Re: Fix checkpoint skip logic on idle systems by tracking LSN progress

From: Kyotaro HORIGUCHI <horiguchi(dot)kyotaro(at)lab(dot)ntt(dot)co(dot)jp>
To: david(at)pgmasters(dot)net
Cc: michael(dot)paquier(at)gmail(dot)com, pgsql-hackers(at)postgresql(dot)org
Subject: Re: Fix checkpoint skip logic on idle systems by tracking LSN progress
Date: 2016-09-30 05:00:15
Message-ID: 20160930.140015.150178454.horiguchi.kyotaro@lab.ntt.co.jp
Views: Raw Message | Whole Thread | Download mbox | Resend email
Thread:
Lists: pgsql-hackers

Sorry, I might have torn off this thread somehow..

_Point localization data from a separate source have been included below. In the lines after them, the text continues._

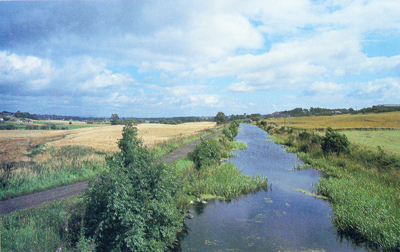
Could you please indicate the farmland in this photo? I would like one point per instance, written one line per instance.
(362, 180)
(389, 120)
(16, 145)
(37, 160)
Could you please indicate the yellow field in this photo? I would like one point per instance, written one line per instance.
(367, 121)
(15, 144)
(388, 140)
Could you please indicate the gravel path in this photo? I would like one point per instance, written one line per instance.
(27, 201)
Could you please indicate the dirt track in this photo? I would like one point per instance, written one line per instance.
(27, 201)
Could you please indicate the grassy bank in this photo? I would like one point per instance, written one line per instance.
(362, 185)
(66, 165)
(58, 225)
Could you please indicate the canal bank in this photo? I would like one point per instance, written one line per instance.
(280, 219)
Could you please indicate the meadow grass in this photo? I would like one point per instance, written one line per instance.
(48, 227)
(67, 165)
(363, 187)
(388, 140)
(58, 226)
(390, 120)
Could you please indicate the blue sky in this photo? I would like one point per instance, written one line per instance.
(195, 58)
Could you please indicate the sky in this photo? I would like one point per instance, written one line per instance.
(158, 58)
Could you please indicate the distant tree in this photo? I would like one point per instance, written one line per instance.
(220, 118)
(132, 206)
(335, 142)
(115, 120)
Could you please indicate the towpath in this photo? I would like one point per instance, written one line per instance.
(27, 201)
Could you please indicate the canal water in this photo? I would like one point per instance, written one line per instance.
(279, 219)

At Thu, 29 Sep 2016 11:26:29 -0400, David Steele <david(at)pgmasters(dot)net> wrote in <30095aea-3910-dbb7-1790-a579fb93fa5e(at)pgmasters(dot)net>
> On 9/28/16 10:32 PM, Michael Paquier wrote:
> > On Thu, Sep 29, 2016 at 7:45 AM, David Steele <david(at)pgmasters(dot)net>
> > wrote:
> >>
> >> In general I agree with the other comments that this could end up
> >> being
> >> a problem. On the other hand, since the additional locks are only
> >> taken
> >> at checkpoint or archive_timeout it may not be that big a deal.
> >
> > Yes, I did some tests on my laptop a couple of months back, that has 4
> > cores. After reducing NUM_XLOGINSERT_LOCKS from 8 to 4 to increase
> > contention and performing a bunch of INSERT using 4 clients on 4
> > different relations I could not catch a difference.. Autovacuum was
> > disabled to eliminate any noise. I tried checkpoint_segments at 30s to
> > see its effects, as well as larger values to see the impact with the
> > standby snapshot taken by the bgwriter. Other thoughts are welcome.
>
> I don't have any better ideas than that.

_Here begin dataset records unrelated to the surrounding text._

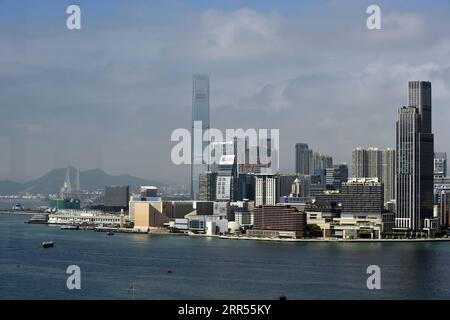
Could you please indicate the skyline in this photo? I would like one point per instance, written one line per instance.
(60, 88)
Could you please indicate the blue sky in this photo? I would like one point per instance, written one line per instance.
(108, 96)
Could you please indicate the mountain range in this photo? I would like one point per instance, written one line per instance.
(90, 180)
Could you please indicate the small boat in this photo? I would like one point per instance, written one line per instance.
(47, 244)
(70, 227)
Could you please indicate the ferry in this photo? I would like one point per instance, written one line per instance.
(47, 244)
(39, 218)
(17, 207)
(70, 227)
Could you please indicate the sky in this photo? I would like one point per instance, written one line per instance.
(109, 95)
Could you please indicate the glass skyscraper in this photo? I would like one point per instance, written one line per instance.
(200, 120)
(414, 159)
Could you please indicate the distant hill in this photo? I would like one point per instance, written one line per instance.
(91, 180)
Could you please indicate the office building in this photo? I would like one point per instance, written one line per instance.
(155, 201)
(302, 158)
(376, 163)
(320, 162)
(117, 197)
(362, 196)
(265, 189)
(244, 187)
(149, 191)
(226, 175)
(414, 159)
(388, 174)
(149, 215)
(440, 185)
(208, 182)
(444, 209)
(177, 209)
(440, 165)
(284, 184)
(219, 149)
(200, 120)
(336, 175)
(278, 221)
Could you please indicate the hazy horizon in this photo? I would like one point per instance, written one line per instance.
(108, 96)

I don't see no problem in setting progressAt in XLogInsertRecord.
But I doubt GetProgressRecPtr is harmful, especially when
NUM_XLOGINSERT_LOCKS is *large*. So reducing the number seems
rather alleviates the impact. But it actually doesn't seem so
harmful up to 8. (Even though I don't like the locking in
GetProgressRecPtr..)

Currently possiblly harmful calling of GetProgressRecPtr is that
in BackgroundWriterMain. It should be called with ther interval
BgWriterDelay, and anytime pgwriter recieved SIGUSR1. But I don't
see the issuer of SIGUSR1 of bgwriter..

> >> +++ b/src/backend/postmaster/checkpointer.c
> >> + /* OK, it's time to switch */
> >> + elog(LOG, "Request XLog Switch");
> >>
> >> LOG level seems a bit much here, perhaps DEBUG1?
> >
> > That's from Horiguchi-san's patch, and those would be definitely
> > better as DEBUG1 by looking at it. Now and in order to keep things
> > simple I think that we had better discard this patch for now. I was
> > planning to come back to this thing anyway once we are done with the
> > first problem.
>
> I still see this:
>
> +++ b/src/backend/postmaster/checkpointer.c
> /* OK, it's time to switch */
> + elog(LOG, "Request XLog Switch");
>
> > Well for now attached are two patches, that could just be squashed
> > into one.

Mmmm. Sorry, this was for my quite private instant debug, spilt
outside.. But I don't mind to leave it with DEBUG2 if it seems
useful.

> Yes, I think that makes sense.
>
> More importantly, there is a regression. With your new patch the
> xlogs are switching on archive_timeout again even with no changes.
> The v12 worked fine.

As Michael mentioned in this or another thread, it is another
issue that he wants to solve separately. I personally doubt that
this patch (v11 and v13) can be evaluated alone without it, but
we can review this with the excessive switching problem, perhaps?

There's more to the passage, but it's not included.